PostgreSQL Partitioning Lessons from 2 Billion Rows
What we learned implementing declarative partitioning on a high-write PostgreSQL cluster processing advertising events at scale.
When your main events table crosses a billion rows, queries that were once instant start to crawl. Vacuum takes longer. Index bloat creeps up. You know it is time to partition, but the devil is in the details.
This post covers the lessons we learned partitioning a PostgreSQL cluster that ingests roughly 50,000 events per second for an advertising platform.
Choosing the Partition Key
The most important decision is your partition key. For time-series event data, the obvious choice is a timestamp column. We partition by day using PostgreSQL’s declarative partitioning:
CREATE TABLE events (
id bigint GENERATED ALWAYS AS IDENTITY,
occurred_at timestamptz NOT NULL,
event_type smallint NOT NULL,
campaign_id bigint NOT NULL,
payload jsonb
) PARTITION BY RANGE (occurred_at);
Daily partitions give us a good balance: each partition is large enough to be worth the overhead, but small enough that dropping old data is instant — just DROP TABLE on the expired partition.
Automating Partition Creation
Do not create partitions manually. We use a cron job that runs daily and pre-creates partitions 7 days ahead:
SELECT create_partition(
'events',
current_date + i * interval '1 day',
current_date + (i + 1) * interval '1 day'
) FROM generate_series(0, 6) AS i;
If partition creation fails, inserts fail. Pre-creating gives you a buffer to notice and fix problems.
Index Strategy
Every partition gets its own indexes. This is both a blessing and a curse. The blessing: index builds are smaller and faster. The curse: you need to define them as part of the partitioned table, and adding a new index means building it on every existing partition.
We keep indexes minimal:
- Primary key on
(occurred_at, id)— partition key must be in the primary key - A composite index on
(campaign_id, occurred_at)for the most common query pattern - No other indexes unless a specific query demands it
Vacuum Considerations
Partitioning dramatically improves vacuum performance. Instead of vacuuming one massive table, autovacuum works on individual partitions.
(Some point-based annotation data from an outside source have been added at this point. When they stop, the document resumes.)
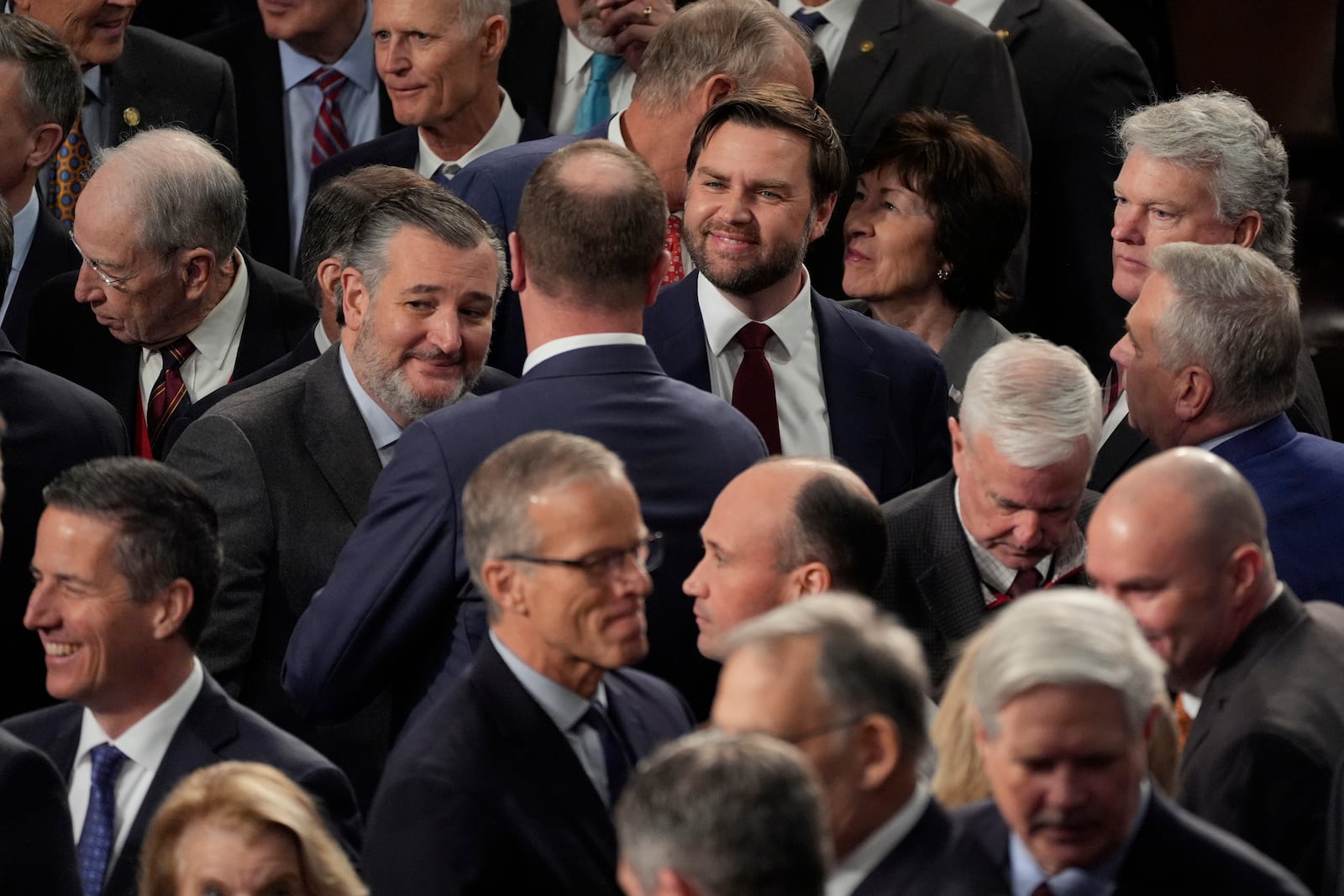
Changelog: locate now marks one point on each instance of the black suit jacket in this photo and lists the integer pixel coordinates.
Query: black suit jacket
(37, 853)
(483, 794)
(66, 338)
(214, 730)
(931, 578)
(1077, 76)
(51, 426)
(262, 152)
(50, 254)
(1263, 750)
(1173, 855)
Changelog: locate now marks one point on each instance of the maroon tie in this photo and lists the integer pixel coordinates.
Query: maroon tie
(329, 128)
(170, 392)
(753, 389)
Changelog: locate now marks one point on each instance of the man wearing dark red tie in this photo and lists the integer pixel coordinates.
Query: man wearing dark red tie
(764, 174)
(176, 309)
(1008, 519)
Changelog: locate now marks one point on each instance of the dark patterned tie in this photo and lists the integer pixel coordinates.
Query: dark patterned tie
(168, 396)
(329, 127)
(753, 387)
(98, 832)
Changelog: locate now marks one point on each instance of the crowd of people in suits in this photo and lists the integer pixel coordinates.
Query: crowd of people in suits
(423, 416)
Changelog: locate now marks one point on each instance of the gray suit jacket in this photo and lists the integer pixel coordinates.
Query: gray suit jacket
(931, 579)
(289, 465)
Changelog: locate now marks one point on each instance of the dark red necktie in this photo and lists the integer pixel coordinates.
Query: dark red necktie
(170, 392)
(753, 389)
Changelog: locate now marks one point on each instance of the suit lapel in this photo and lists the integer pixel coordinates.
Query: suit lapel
(333, 432)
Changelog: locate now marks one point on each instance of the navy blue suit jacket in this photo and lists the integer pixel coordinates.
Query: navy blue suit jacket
(483, 794)
(401, 584)
(886, 390)
(215, 730)
(1173, 855)
(1300, 481)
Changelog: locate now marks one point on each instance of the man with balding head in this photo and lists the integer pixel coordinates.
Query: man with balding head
(1209, 358)
(783, 530)
(1180, 540)
(1007, 519)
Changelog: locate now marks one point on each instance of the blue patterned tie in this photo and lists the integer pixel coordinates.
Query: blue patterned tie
(100, 833)
(597, 100)
(615, 754)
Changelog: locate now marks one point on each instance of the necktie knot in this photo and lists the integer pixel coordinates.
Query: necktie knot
(753, 336)
(810, 20)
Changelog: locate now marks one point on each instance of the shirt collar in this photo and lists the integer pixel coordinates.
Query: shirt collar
(145, 741)
(1097, 880)
(723, 320)
(564, 707)
(356, 65)
(878, 846)
(504, 132)
(382, 427)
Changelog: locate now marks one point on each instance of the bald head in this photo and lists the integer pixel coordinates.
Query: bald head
(591, 224)
(1180, 540)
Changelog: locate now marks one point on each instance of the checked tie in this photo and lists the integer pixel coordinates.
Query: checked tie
(98, 832)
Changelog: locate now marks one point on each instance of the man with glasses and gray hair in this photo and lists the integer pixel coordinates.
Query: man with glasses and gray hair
(503, 783)
(175, 311)
(846, 684)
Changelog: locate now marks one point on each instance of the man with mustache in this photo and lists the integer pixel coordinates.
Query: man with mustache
(291, 463)
(1063, 698)
(816, 379)
(1182, 543)
(1008, 519)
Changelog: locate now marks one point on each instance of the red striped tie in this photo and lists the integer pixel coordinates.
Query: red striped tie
(170, 392)
(329, 128)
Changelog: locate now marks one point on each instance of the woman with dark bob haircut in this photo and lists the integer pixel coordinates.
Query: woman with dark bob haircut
(938, 210)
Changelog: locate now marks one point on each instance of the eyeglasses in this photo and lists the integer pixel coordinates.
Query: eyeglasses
(97, 269)
(606, 564)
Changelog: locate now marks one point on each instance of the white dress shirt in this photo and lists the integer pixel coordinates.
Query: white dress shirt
(573, 69)
(217, 338)
(795, 359)
(144, 745)
(302, 98)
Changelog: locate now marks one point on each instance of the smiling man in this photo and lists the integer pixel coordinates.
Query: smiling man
(504, 783)
(1007, 520)
(816, 379)
(1180, 542)
(289, 464)
(124, 574)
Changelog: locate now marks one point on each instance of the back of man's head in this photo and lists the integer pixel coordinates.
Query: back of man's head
(1035, 401)
(1236, 315)
(591, 224)
(1222, 136)
(730, 815)
(746, 40)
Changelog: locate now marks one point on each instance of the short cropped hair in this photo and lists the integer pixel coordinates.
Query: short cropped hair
(335, 212)
(1035, 401)
(168, 530)
(1236, 315)
(1065, 637)
(974, 190)
(427, 207)
(743, 39)
(593, 239)
(734, 815)
(867, 660)
(781, 107)
(495, 500)
(53, 87)
(187, 194)
(253, 799)
(1222, 136)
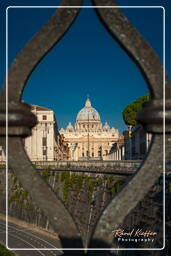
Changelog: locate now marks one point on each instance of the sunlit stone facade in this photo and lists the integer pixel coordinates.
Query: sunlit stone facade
(89, 139)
Recent partitions (actively being written to) get vacuumed frequently. Old partitions rarely need vacuuming since they are read-only.
We tune autovacuum per-partition for the “hot” partition:
ALTER TABLE events_20260301 SET (
autovacuum_vacuum_scale_factor = 0.01,
autovacuum_analyze_scale_factor = 0.005
);
Query Planning
The query planner needs help to efficiently prune partitions. Always include the partition key in your WHERE clause. A query like SELECT * FROM events WHERE campaign_id = 123 will scan every partition. Add a time range and the planner skips irrelevant partitions entirely:
SELECT * FROM events
WHERE campaign_id = 123
AND occurred_at >= '2026-03-01'
AND occurred_at < '2026-03-02';
The difference can be orders of magnitude in query time.
Results
After migrating to daily partitions:
- Write throughput increased by 15% (smaller indexes to update per insert)
- Vacuum time dropped from hours to minutes per partition
- Query latency for time-bounded queries improved 10-50x depending on the time range
- Data retention became trivial — dropping a month of data takes seconds, not hours
Partitioning is not a silver bullet, but for high-volume time-series workloads in PostgreSQL, it is one of the highest-impact optimizations available.